I've never felt this way about any other book (although I do have soft spots for Christine, Needful Things and Pet Semetary). The story is so compelling that I will probably read it again several more times throughout my life.

This was just something personal that I wanted to share with you.

Until next time...

Wednesday, June 13, 2007

My Growth as a Writer

Recently, I've been reflecting on ways in which to improve my writing. A story I wrote at the beginning of the year was one I was quite happy with - that is, until I received six straight rejections. Then I started thinking, what am I doing wrong?

I've figured it out. It was so blatantly obvious and yet, I was oblivious to it. The conclusion I've come to is that...wait for it - I rush my stories. Upon analyzing and thinking about how I go about my work, I've discovered that I have become too concerned about having my stories reach print rather than give the story its best chance by taking my time with them. I've been too caught up by quantity - not quality, wanting to become too big too soon.

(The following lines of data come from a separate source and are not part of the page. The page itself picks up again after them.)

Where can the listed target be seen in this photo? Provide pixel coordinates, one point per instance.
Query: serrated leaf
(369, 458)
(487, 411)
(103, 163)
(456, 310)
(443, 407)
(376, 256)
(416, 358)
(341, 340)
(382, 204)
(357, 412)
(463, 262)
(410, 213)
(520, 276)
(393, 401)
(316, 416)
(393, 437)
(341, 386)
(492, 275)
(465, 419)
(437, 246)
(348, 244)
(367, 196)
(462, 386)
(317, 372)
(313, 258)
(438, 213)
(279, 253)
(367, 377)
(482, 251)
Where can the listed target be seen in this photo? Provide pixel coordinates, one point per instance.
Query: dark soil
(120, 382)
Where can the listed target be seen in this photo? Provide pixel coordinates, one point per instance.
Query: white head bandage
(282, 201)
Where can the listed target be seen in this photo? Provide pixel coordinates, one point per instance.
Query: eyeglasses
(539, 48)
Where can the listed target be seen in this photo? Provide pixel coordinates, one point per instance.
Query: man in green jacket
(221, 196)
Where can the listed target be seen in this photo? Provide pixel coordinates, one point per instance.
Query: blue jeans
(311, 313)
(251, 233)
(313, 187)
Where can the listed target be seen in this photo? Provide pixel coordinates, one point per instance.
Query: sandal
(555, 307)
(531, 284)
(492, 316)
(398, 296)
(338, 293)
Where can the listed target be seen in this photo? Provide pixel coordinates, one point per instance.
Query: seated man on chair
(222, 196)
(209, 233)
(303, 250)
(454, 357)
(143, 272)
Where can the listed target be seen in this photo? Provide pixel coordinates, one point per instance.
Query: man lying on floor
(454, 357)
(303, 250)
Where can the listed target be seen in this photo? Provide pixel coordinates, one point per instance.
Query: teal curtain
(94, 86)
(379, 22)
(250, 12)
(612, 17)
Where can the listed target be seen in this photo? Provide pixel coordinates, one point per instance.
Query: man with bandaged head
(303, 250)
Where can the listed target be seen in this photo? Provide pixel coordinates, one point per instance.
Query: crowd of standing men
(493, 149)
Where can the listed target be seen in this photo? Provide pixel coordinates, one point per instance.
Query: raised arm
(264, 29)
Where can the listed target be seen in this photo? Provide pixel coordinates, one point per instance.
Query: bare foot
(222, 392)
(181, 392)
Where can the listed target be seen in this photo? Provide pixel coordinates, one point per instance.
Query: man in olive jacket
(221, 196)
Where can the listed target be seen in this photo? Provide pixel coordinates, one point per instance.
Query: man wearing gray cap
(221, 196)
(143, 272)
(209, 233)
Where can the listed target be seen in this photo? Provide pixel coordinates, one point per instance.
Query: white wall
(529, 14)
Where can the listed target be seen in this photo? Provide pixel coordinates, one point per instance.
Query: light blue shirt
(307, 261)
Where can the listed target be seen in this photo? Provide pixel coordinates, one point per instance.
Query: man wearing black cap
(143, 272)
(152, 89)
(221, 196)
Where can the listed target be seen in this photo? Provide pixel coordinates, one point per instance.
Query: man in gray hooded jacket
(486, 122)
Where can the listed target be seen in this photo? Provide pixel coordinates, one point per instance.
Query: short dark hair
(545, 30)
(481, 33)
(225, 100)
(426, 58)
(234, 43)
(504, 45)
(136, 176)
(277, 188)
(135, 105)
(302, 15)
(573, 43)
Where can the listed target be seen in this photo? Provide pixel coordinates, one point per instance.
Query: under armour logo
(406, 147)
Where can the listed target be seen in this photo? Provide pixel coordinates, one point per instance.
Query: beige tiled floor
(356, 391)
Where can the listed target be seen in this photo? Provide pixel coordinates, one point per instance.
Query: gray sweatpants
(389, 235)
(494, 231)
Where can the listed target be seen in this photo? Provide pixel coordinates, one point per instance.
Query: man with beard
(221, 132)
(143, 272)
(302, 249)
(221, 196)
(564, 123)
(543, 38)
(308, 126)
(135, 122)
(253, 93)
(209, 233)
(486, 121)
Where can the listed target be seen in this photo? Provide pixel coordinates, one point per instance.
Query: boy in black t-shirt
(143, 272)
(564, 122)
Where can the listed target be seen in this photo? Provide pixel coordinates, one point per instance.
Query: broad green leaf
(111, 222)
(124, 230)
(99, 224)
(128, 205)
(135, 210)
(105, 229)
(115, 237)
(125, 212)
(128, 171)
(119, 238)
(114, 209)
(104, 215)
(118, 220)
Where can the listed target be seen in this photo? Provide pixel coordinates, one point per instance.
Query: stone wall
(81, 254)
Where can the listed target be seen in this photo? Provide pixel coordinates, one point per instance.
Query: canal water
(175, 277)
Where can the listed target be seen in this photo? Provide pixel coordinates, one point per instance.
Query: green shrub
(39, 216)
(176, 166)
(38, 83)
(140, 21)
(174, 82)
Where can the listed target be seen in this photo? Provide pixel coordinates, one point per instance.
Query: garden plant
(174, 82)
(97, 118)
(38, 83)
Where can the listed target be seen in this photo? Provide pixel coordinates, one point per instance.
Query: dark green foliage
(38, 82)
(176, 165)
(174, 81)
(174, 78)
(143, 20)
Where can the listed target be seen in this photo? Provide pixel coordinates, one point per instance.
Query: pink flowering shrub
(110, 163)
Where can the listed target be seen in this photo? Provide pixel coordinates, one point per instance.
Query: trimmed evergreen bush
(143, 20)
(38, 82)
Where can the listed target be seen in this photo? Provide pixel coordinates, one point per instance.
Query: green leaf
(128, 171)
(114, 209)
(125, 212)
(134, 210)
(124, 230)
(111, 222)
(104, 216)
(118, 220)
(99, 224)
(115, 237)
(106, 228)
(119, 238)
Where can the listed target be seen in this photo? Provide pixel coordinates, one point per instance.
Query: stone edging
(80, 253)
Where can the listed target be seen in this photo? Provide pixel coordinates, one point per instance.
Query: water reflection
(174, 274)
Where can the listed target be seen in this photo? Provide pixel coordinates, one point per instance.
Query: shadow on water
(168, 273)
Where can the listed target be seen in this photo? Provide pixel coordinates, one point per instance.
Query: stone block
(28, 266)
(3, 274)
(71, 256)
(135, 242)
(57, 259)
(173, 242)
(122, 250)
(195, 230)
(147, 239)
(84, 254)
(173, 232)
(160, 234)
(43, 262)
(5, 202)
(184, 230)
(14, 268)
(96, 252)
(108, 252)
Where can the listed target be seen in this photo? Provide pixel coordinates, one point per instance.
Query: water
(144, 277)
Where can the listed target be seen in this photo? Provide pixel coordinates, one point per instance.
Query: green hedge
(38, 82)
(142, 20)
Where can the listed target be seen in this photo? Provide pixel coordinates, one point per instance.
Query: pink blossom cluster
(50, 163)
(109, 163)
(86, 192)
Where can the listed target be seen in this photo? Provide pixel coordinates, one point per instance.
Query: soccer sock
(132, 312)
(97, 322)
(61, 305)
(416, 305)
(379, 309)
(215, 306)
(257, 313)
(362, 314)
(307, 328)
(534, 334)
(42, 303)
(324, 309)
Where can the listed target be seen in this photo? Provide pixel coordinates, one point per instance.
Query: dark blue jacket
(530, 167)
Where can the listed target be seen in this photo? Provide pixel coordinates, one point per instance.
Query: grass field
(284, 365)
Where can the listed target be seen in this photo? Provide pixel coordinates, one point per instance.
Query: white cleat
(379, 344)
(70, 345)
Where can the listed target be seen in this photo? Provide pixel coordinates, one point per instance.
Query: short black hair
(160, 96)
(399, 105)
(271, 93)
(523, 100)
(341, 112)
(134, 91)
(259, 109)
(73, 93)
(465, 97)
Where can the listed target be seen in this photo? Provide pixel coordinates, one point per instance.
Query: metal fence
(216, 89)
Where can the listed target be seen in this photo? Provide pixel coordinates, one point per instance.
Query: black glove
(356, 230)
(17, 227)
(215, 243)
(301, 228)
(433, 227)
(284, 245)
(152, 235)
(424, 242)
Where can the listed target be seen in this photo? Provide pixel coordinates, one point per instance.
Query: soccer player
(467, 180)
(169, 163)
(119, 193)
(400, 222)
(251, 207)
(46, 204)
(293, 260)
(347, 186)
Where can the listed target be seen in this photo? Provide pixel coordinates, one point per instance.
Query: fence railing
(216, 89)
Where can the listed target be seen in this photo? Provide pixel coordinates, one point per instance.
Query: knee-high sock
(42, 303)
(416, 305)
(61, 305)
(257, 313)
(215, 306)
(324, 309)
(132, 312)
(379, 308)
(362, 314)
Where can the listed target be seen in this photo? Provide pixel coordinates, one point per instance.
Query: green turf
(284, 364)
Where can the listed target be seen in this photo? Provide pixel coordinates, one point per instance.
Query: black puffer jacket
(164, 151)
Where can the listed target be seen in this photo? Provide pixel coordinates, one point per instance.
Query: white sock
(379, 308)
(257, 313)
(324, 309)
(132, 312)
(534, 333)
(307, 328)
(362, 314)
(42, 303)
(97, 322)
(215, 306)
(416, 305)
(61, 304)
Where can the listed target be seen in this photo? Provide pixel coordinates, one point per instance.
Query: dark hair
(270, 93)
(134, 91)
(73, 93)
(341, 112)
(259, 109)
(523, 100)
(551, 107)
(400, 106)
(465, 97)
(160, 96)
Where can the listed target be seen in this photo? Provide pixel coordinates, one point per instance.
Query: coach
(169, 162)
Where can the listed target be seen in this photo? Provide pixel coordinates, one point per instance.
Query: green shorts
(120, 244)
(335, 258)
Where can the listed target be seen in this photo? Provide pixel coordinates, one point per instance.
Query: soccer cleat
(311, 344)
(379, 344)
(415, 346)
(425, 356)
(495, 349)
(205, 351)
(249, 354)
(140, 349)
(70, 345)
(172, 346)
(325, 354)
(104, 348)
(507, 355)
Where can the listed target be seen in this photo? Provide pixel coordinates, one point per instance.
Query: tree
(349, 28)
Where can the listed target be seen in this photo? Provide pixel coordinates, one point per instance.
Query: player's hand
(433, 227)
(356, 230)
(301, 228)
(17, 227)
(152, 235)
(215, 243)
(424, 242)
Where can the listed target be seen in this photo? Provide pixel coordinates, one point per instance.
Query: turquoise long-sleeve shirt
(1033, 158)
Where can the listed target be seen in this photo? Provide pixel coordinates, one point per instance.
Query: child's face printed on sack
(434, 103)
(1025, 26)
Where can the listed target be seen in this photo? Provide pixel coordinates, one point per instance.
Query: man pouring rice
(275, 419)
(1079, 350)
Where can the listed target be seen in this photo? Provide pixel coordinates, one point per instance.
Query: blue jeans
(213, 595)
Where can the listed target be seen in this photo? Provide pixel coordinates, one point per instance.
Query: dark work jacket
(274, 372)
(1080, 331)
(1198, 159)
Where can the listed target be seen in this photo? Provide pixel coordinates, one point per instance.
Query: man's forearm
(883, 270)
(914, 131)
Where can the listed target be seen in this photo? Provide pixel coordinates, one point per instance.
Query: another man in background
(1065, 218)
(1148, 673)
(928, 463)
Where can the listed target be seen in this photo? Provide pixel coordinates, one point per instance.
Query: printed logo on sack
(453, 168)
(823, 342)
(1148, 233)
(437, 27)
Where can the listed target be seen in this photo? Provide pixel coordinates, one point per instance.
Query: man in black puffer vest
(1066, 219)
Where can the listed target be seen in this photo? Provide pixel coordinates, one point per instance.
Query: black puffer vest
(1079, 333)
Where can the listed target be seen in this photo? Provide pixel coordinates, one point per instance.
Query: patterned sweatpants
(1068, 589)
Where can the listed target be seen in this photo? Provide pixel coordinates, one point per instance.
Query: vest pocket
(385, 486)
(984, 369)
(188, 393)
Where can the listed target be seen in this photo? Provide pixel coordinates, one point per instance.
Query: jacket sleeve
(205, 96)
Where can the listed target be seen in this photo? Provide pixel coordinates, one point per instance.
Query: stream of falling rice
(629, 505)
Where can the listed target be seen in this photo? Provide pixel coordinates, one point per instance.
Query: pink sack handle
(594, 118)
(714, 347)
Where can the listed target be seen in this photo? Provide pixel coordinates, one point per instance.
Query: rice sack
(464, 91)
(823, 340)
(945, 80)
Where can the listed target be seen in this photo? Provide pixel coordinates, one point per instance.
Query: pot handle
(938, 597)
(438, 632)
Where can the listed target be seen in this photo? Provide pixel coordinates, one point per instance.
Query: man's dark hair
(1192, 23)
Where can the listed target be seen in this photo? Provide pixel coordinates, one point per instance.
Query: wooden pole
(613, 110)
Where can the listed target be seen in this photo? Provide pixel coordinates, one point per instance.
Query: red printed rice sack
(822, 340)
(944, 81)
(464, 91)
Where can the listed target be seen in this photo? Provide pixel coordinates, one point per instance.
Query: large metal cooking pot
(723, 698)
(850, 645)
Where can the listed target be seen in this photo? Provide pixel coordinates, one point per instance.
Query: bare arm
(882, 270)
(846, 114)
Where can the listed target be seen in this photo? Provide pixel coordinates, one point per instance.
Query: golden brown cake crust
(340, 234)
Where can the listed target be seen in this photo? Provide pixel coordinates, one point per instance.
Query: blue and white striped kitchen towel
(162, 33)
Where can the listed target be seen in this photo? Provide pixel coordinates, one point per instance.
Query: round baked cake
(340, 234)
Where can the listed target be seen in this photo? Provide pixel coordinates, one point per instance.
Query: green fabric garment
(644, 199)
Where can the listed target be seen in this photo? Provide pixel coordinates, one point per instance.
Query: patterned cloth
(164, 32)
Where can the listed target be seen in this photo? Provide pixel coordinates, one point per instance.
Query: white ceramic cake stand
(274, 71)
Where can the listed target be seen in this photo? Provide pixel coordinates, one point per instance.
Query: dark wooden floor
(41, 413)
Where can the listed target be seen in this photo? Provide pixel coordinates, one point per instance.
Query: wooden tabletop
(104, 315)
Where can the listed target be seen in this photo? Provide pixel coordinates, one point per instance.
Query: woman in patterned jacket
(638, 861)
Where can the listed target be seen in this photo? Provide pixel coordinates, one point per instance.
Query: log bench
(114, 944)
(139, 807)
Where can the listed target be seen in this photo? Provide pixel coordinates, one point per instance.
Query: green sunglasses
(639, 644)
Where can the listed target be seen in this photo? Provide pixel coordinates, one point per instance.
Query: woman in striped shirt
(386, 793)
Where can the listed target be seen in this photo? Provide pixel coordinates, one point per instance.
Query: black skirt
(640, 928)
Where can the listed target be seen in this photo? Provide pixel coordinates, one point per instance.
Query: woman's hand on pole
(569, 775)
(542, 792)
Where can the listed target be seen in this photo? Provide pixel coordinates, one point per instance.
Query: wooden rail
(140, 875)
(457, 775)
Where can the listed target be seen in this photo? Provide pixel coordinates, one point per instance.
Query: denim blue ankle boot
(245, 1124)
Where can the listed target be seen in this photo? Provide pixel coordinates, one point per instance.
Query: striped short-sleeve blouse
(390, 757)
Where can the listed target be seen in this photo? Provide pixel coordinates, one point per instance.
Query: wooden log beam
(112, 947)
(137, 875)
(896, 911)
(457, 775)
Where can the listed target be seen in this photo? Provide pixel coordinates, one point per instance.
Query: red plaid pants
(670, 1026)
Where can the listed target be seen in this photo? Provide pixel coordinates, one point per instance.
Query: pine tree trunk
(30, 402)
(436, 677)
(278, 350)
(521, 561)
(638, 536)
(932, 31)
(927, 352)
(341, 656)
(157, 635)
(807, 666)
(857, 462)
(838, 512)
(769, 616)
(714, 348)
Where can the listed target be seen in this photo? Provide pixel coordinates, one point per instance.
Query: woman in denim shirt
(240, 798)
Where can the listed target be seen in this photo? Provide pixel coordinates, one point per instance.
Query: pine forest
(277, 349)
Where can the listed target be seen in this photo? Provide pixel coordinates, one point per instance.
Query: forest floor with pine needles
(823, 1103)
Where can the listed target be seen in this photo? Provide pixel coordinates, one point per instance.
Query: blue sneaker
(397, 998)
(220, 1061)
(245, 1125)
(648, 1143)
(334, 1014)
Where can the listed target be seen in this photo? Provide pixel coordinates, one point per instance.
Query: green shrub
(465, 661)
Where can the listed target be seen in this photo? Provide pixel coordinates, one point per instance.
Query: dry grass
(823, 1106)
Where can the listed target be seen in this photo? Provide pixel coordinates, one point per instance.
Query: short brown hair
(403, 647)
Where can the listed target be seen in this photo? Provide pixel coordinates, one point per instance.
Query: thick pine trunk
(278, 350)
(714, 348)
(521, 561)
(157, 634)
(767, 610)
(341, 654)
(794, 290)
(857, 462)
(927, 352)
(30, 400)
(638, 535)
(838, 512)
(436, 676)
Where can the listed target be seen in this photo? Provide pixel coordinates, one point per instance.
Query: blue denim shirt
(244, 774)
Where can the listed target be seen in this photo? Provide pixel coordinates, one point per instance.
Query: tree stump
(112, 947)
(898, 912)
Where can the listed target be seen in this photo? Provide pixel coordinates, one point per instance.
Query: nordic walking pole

So right here, right now I'm going to make a declaration. With every story I write from here on in, I'm going to bang out a first draft and let it sit for a little while instead of launching straight into the second draft. I have found that my aproach to my work of late has been very narrow minded. I haven't let the stories rest and haven't asked myself quesions such as, Is the story original enough? Have I used word economy to its best advantage? Does the story flow smoothly and is it polished to a professional enough standard?

No, I haven't been asking myself these questions and my work has suffered greatly from it. So, in order to succeed and have more stories published, I will strive to give considerable thought as to a story's appeal and work and work and work it until I'm satisfied that I have written them as best as I posibly can.